Tout au long de l'année, j'anime des ateliers pour les étudiants et les éducateurs environnementaux sur la manière d'empêcher les toxines de pénétrer dans notre corps. J'anime des balades à marée basse avec des lycéens, qui aiment tenir des petits crabes dans leurs paumes. Pourtant, je n'avais pas réfléchi au lien entre la santé des autres espèces et la mienne jusqu'à ce que j'apprenne les menaces qui pèsent sur les 85 épaulards restant dans les eaux urbanisées près de Seattle. Désormais, lorsque j’entends parler de mes propres risques environnementaux pour la santé, je considère également les risques pour les orques.
Au cours d'une journée typique entre mai et septembre, jusqu'à 20 bateaux au ralenti polluent l'air juste au-dessus de l'eau pendant que les humains attendent le spectacle du prochain souffle d'une baleine. Les orques, y compris nos résidents du sud en voie de disparition, respirent généralement toutes les trois à cinq minutes. Élevant leurs évents au-dessus de la surface, ils ouvrent et ferment ce qui ressemble le plus à l'une de nos narines dans un spectacle majestueux.

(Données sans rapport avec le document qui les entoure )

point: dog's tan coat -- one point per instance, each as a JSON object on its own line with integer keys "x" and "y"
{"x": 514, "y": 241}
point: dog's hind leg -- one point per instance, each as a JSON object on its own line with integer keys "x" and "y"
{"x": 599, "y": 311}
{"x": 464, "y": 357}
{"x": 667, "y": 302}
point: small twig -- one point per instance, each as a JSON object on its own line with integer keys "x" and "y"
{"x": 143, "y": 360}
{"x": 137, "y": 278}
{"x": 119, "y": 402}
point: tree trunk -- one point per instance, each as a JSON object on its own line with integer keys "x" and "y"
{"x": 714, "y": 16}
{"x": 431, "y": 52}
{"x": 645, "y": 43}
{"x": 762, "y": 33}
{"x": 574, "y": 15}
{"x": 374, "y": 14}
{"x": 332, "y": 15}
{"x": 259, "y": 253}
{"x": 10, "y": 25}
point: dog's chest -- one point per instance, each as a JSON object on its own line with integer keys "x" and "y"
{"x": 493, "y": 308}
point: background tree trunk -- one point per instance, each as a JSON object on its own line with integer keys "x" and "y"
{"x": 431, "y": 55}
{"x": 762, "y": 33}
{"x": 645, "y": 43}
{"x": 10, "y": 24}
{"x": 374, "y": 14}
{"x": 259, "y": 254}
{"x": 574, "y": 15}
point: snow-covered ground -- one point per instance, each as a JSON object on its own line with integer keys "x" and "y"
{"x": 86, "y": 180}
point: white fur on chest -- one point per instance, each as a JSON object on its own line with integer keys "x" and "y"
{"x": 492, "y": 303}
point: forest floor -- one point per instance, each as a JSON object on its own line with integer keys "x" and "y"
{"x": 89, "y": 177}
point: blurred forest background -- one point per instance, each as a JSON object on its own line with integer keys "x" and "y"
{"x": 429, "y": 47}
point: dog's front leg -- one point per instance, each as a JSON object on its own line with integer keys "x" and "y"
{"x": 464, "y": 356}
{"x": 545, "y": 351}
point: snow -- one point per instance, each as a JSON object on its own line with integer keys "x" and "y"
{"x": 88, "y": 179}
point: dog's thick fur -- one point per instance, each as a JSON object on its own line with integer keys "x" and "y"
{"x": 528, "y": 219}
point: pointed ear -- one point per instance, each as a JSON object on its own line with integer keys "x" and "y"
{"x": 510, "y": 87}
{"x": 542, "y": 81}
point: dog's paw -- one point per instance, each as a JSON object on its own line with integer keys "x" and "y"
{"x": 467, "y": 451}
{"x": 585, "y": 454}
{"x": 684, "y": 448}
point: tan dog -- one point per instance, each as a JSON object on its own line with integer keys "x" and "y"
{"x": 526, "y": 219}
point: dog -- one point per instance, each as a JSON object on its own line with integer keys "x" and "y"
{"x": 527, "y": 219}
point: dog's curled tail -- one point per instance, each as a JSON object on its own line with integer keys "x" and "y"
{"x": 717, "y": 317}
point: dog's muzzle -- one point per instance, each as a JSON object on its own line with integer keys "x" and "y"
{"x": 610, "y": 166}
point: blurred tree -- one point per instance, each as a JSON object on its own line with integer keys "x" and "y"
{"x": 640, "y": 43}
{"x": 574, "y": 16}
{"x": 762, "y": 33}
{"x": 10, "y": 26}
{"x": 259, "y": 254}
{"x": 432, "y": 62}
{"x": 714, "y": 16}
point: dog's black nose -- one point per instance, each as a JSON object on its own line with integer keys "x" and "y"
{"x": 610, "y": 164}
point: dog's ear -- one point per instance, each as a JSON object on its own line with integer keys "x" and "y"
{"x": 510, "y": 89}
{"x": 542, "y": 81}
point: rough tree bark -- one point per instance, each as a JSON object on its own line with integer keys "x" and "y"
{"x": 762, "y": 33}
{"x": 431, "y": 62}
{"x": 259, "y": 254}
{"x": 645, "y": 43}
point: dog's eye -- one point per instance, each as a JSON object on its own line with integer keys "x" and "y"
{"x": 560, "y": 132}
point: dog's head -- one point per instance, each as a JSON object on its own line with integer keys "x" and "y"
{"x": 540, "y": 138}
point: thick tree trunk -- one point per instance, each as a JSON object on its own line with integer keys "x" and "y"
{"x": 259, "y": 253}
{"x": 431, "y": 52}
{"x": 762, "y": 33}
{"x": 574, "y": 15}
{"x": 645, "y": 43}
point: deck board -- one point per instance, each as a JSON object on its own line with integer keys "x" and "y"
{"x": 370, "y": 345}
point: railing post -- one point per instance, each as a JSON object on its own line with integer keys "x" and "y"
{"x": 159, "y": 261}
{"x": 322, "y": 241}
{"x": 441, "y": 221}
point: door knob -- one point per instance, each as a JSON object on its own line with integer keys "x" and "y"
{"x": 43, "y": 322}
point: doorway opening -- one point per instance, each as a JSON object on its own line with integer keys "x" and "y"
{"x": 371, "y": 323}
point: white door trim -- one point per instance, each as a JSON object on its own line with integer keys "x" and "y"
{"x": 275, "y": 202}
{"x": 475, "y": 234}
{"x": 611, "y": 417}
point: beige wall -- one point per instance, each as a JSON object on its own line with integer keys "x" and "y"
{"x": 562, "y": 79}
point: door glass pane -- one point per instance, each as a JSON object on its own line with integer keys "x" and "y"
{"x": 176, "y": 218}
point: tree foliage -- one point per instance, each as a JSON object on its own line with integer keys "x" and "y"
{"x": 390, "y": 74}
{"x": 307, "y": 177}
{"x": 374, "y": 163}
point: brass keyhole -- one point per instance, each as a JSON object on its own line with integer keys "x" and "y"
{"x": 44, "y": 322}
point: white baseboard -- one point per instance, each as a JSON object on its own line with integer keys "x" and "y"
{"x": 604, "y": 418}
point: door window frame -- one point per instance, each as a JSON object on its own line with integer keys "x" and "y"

Selon une étude réalisée en 2011 par l'Aquarium de Vancouver, les orques ont peu de moyens de se défendre contre l'air pollué. Ils n’ont pas de sinus filtrants, ni de glandes olfactives qui leur permettraient de sentir l’air sale et peut-être de l’éviter. Ce sont également des mammifères plongeurs, de sorte que la pression dans les poumons des orques fait que les polluants inhalés atteignent rapidement leur sang et leurs organes vitaux. Aux États-Unis, les gens bénéficient de protections spécifiques contre l’air pollué, mais ces protections ne s’étendent pas aux autres espèces.
Durant l’hiver 2015, alors que les avertissements de pollution de l’air revenaient dans notre région pour la deuxième année consécutive, j’ai choisi une alternative au vélo le long de la rivière Cedar. Tirant mon nouveau rameur sur le sol en pin de mon salon, je me suis entraîné devant les portes-fenêtres vitrées donnant sur mon jardin d'hiver. J'ai remplacé la musique gospel par des oiseaux. J'imaginais glisser le long de la rivière, voir des aigles se battre avec des corbeaux au-dessus, et j'ai pensé à une orque nouveau-née qui prenait l'air.